You’re putting on your favorite workout clothes, lacing up your running shoes, and ready to destress with a run, only to have your plans crushed by the rain. Perhaps, you take it as an excuse to cancel your workout, or you decide to just go for it. Don’t do that; accidents occur most during rainy days, so it may be dangerous to run in the rain.
Even the joys of running outside in the rain can’t beat slippery roads, wet clothes, and the possibility of catching a cold. However, that doesn’t mean giving up on your workout entirely. You just need to think about what to do instead of running when it’s raining? You can go treadmill running if you have a treadmill at home or a gym membership. In fact, a good recovery run on a treadmill can be a great option for those rainy days. Take it easy, recover, and get ready for tomorrow’s sunshine.
If running on a treadmill isn’t your jam, you can try other cardio workouts like swimming, cycling, jumping rope, or you can go for resistance training (to get those muscle gains). In this article, we’ll answer whether it’s safe to go running in the rain, and we’ll also provide alternatives you can do instead of running in the rain that’ll boost your running performance.
Running in the rain depends on how bad the weather is. If it’s downpouring, you shouldn’t go on your outdoor run. If it’s drizzling, you can go for it, but keep in mind that your performance will likely suffer (so don’t feel frustrated when you don’t achieve those negative splits.)
Make sure to wear waterproof clothes and good traction running shoes to avoid slipping and injuring yourself.
If you don’t feel like getting wet, don’t call it quits on your run; instead, go for the second-best option, running on a treadmill. While many people don’t find treadmill running as engaging, treadmill running still has many perks over outdoor running. A treadmill allows you better control of pace and speed.
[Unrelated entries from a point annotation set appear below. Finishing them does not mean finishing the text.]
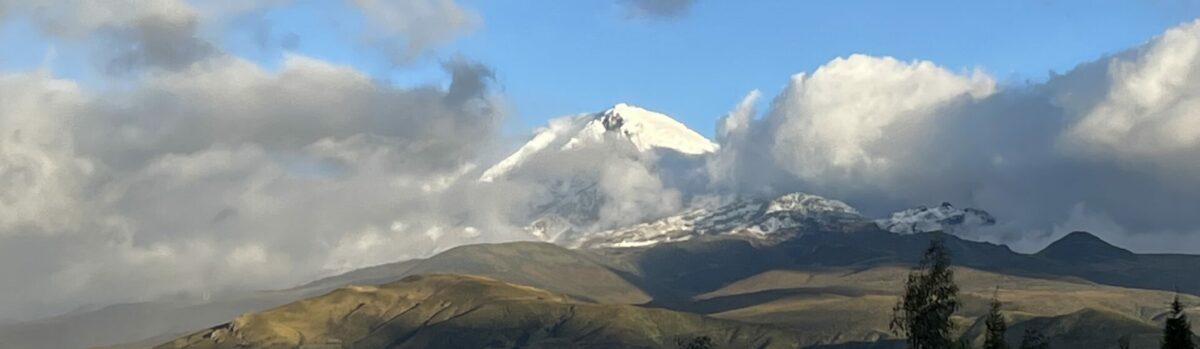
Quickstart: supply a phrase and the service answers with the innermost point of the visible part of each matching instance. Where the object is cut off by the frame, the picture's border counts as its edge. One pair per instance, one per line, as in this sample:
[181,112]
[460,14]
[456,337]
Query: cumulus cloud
[227,176]
[1116,137]
[657,8]
[133,34]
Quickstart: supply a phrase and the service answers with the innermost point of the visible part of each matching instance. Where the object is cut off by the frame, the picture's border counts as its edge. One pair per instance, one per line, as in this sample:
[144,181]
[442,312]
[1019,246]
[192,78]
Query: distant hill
[826,287]
[451,311]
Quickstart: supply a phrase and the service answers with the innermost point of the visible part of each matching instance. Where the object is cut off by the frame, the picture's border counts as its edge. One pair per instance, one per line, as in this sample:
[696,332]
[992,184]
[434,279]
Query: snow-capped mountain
[772,220]
[945,217]
[565,163]
[645,130]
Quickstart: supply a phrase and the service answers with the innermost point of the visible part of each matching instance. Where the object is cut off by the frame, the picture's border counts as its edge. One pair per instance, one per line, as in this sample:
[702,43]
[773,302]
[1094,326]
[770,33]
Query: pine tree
[1177,332]
[996,325]
[923,312]
[1035,340]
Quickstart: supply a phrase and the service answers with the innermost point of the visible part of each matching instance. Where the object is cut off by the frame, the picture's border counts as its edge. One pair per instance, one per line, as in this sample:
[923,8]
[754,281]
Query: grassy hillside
[453,311]
[832,287]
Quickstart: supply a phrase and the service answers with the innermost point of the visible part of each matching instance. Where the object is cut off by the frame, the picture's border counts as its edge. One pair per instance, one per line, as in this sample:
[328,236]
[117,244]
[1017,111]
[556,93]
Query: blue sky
[556,58]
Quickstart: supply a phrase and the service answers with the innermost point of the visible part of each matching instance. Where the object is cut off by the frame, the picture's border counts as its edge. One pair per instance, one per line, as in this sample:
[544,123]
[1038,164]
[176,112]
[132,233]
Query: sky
[173,149]
[691,65]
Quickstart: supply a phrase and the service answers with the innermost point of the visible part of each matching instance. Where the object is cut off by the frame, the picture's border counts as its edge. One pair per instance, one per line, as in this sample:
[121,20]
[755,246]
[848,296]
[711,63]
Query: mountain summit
[568,162]
[1083,246]
[623,124]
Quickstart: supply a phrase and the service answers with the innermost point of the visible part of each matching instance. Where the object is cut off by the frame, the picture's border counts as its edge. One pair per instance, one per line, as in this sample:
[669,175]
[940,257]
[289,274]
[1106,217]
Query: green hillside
[454,311]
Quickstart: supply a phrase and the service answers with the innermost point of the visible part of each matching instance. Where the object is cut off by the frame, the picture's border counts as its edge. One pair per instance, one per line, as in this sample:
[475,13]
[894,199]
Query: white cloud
[1149,115]
[858,118]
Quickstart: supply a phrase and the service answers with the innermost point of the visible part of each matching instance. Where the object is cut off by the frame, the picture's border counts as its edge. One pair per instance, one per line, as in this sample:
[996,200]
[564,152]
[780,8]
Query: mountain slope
[575,170]
[450,311]
[774,220]
[643,130]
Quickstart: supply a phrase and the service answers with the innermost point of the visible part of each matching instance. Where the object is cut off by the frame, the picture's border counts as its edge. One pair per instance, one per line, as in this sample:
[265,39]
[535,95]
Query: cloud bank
[1115,140]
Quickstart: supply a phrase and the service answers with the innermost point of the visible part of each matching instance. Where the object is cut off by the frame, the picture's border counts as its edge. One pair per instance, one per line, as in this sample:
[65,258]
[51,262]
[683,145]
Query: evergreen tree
[1035,340]
[996,325]
[923,312]
[1177,332]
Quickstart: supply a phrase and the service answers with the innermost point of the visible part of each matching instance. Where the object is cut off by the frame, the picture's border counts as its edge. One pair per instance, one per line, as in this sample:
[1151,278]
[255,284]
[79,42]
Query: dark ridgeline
[702,342]
[1177,330]
[1035,340]
[930,298]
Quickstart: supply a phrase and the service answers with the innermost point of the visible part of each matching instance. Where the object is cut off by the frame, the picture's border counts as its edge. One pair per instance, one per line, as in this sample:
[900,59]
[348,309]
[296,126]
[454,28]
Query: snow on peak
[774,220]
[642,128]
[945,217]
[646,130]
[809,205]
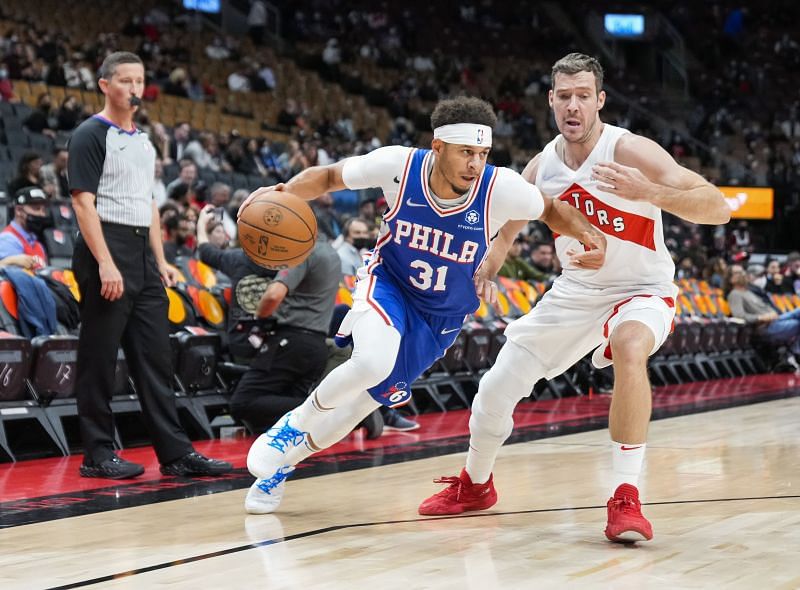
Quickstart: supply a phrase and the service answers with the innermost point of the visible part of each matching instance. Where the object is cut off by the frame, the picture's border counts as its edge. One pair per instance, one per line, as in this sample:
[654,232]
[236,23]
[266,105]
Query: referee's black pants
[137,321]
[280,377]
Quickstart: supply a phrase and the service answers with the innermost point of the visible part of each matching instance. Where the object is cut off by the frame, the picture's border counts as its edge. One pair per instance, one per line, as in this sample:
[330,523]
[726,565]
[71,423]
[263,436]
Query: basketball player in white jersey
[622,311]
[445,206]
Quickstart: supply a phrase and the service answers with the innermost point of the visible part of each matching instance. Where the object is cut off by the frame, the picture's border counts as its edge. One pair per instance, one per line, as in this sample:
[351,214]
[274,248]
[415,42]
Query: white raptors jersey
[637,256]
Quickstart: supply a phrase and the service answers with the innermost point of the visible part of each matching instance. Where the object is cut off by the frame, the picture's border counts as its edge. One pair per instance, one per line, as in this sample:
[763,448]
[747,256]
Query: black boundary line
[96,500]
[341,527]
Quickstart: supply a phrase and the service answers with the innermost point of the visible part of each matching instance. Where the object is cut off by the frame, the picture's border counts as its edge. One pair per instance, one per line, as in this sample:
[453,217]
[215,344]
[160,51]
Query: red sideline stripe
[607,352]
[637,228]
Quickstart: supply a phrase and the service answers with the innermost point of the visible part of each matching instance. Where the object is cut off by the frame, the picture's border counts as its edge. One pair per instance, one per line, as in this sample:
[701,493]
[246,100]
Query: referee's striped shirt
[117,166]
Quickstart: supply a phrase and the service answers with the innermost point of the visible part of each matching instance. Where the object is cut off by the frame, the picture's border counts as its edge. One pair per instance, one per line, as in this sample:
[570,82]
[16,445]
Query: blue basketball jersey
[430,252]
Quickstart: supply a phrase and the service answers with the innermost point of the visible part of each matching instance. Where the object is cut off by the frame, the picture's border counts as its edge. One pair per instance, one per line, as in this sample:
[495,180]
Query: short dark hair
[574,63]
[115,59]
[463,109]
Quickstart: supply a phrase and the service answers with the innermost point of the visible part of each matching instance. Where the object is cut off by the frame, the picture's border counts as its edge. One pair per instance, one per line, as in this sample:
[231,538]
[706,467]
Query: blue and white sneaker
[272,449]
[265,495]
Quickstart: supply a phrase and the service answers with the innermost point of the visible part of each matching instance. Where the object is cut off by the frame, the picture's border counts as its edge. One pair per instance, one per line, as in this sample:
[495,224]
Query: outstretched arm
[644,171]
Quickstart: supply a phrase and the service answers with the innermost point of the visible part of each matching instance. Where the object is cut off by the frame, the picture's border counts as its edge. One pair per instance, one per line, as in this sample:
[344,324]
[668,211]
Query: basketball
[277,230]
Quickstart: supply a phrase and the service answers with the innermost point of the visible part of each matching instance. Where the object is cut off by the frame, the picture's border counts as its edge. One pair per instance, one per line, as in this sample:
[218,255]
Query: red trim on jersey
[401,189]
[375,305]
[636,228]
[426,190]
[375,258]
[35,249]
[486,217]
[607,352]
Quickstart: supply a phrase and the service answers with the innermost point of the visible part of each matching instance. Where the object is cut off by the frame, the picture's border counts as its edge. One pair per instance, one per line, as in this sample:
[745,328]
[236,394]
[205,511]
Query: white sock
[627,463]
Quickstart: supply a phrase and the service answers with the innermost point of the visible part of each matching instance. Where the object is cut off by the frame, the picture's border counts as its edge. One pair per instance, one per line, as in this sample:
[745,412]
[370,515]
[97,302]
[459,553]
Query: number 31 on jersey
[424,279]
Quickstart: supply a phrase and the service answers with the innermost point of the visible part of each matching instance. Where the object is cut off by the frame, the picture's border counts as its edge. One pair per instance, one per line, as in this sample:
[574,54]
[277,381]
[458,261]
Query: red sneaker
[460,496]
[625,521]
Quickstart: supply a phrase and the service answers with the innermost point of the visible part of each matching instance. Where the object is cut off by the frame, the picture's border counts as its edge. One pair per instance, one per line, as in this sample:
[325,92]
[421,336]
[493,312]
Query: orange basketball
[277,230]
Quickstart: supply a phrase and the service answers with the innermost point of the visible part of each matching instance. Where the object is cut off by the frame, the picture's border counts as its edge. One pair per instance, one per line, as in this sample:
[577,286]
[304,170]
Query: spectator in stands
[40,119]
[22,237]
[187,177]
[515,266]
[181,136]
[776,281]
[293,356]
[220,196]
[30,164]
[177,84]
[328,223]
[332,55]
[257,21]
[355,240]
[216,234]
[204,151]
[69,114]
[715,270]
[177,229]
[249,282]
[54,175]
[793,270]
[542,258]
[238,81]
[772,327]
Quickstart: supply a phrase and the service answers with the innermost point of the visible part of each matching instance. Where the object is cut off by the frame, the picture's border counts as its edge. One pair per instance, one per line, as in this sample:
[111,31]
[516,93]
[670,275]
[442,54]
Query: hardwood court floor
[722,487]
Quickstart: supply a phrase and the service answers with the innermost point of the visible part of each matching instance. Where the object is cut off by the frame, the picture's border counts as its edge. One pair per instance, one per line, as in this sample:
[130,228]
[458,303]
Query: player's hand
[257,193]
[593,256]
[111,284]
[169,274]
[623,181]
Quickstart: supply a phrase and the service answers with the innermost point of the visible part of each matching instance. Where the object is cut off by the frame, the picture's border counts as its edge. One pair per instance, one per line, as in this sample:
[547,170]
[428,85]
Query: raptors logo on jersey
[620,224]
[636,253]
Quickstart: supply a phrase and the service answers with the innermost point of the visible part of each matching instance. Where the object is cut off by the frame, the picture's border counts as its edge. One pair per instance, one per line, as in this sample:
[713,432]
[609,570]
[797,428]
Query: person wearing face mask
[6,87]
[356,240]
[22,237]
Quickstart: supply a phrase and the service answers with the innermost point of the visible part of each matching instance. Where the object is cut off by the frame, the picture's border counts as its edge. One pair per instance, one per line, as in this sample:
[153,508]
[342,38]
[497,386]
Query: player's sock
[627,464]
[500,389]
It’s easier on your joints, making it perfect if you’re recovering from an injury.
You’ll need to challenge yourself while running on a treadmill to get the same benefits as running outside. When you’re running outdoor, you activate more muscle groups than treadmill running—you’re not constantly running in a straight pattern when you’re trying to dodge people on the sidewalk. To spice up treadmill running, you can increase its incline, that’ll challenge your muscles and increase your heart rate.
Indoor cardio workouts are great alternatives for running when it’s raining. You can do rope jumping, cycling, swimming, HIIT, or plyometrics; just make sure to involve movements that target the same muscle groups— glutes, hamstrings, and quads—as running. Working on flexibility or recovery is also an option.
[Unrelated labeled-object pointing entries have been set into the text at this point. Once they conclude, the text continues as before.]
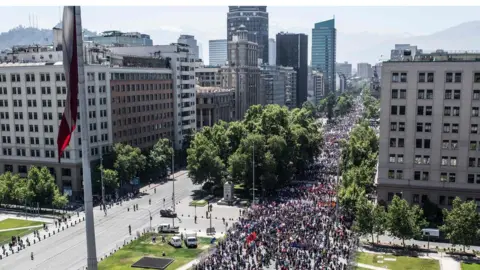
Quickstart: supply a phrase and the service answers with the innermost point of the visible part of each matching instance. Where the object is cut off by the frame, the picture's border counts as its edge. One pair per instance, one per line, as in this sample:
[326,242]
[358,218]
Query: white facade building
[184,90]
[272,52]
[32,100]
[429,129]
[217,50]
[192,43]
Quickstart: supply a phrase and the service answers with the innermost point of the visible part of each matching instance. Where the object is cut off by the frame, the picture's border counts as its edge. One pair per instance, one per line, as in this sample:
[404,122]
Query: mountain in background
[463,37]
[28,36]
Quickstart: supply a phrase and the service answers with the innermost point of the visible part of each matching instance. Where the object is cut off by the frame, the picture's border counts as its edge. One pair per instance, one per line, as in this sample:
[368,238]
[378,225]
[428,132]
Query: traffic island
[129,255]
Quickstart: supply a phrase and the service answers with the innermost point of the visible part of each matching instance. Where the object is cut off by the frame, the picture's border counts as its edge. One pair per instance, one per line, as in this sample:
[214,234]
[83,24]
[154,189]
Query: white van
[176,242]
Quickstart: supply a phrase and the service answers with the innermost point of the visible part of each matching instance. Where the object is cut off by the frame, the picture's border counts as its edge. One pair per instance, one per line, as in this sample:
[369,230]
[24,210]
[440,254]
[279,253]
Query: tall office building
[429,127]
[364,70]
[292,51]
[324,51]
[192,43]
[243,73]
[344,68]
[255,19]
[217,50]
[272,52]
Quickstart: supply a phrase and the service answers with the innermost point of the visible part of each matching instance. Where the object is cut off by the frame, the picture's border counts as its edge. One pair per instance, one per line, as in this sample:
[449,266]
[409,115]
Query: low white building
[32,100]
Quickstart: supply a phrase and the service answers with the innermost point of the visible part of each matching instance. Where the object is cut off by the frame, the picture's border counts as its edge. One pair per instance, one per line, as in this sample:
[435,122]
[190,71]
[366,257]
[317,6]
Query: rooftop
[212,90]
[440,56]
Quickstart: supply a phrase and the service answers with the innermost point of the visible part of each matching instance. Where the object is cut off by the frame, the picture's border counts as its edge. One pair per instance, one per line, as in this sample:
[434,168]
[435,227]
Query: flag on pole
[70,66]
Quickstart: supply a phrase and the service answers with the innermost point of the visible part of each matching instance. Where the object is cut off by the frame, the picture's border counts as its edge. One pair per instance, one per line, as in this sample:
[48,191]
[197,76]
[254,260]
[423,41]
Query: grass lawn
[128,255]
[470,266]
[5,237]
[199,203]
[11,223]
[401,263]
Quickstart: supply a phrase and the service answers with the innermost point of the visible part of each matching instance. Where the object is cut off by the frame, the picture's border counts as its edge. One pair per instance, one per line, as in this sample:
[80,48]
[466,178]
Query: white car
[176,242]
Also, you can take the time to work on other fitness goals like increasing your flexibility or focusing on recovery if you’re sore (always listen to your body.)
Another substitute that mimics running movement is walking. Walking is lower in impact, putting less stress on your joints. However, low impact doesn’t equal low intensity; you can walk and still get your heart rate pumping as fast as running. To burn the same number of calories, try increasing the intensity by walking with a weight vest; just make sure the weight doesn’t exceed 10% of your body weight.
If a weight vest isn’t available, you can use ankle weights, hand weights, or a heavy backpack. Still, it’s worth mentioning that those alternatives unevenly distribute weight, increasing your chances to get injured. On the other hand, walking with a weight vest puts the extra weight in your midsection—where most people gain weight—so you’re less likely to get injured.
HIIT workouts and strength training are excellent substitutes for running. HIIT stands for high-intensity interval training. It involves doing intense exercise followed by a short recovery period, moving on to the next. HIIT is short but effective; it takes your cardio to a whole new level, and you even keep burning fat hours after the workout.
Strength training is crucial if you are dealing with an injury. Many fitness experts preach strength training more than any other exercise because it’s the best workout to get stronger, protecting your body from injuries caused by repetitive movement. Even if you’re a cardio person, strength training will help you perform better by increasing your muscle endurance, making you faster.
How Does Strength Training Make You Stronger?
During strength training, you stress your muscles using weights, resistance bands, or even your body weight. This causes microscopic tears within the muscle tissue. As a response, your body starts repairing your muscles, making them bigger.
Having bigger muscle mass increases your metabolism, endurance, and strength, leading to better running performance. Remember to rest following training to allow your body time to heal your muscle tissues. Doing resistance training on your legs can help develop your muscles for sprinting or shorter-distance running and speed.
What should you do instead of running when it’s raining? Well, that’s easy. Rain can be beautiful scenery, but it can also be a nuisance if you’ve planned outdoor activities like running. Whether it’s heavy rain or a blizzard storm, that doesn’t mean you should call it a day on your running; just ask yourself what to do instead of running when raining?
And you’ll find many activities that substitute for running like walking with a weight vest, cycling, swimming, HIIT workouts, plyometrics, weight lifting, or you can go for milder exercises like stretching. It doesn’t matter what type of exercise you choose to do; just get any movement because you will feel better and calmer afterward.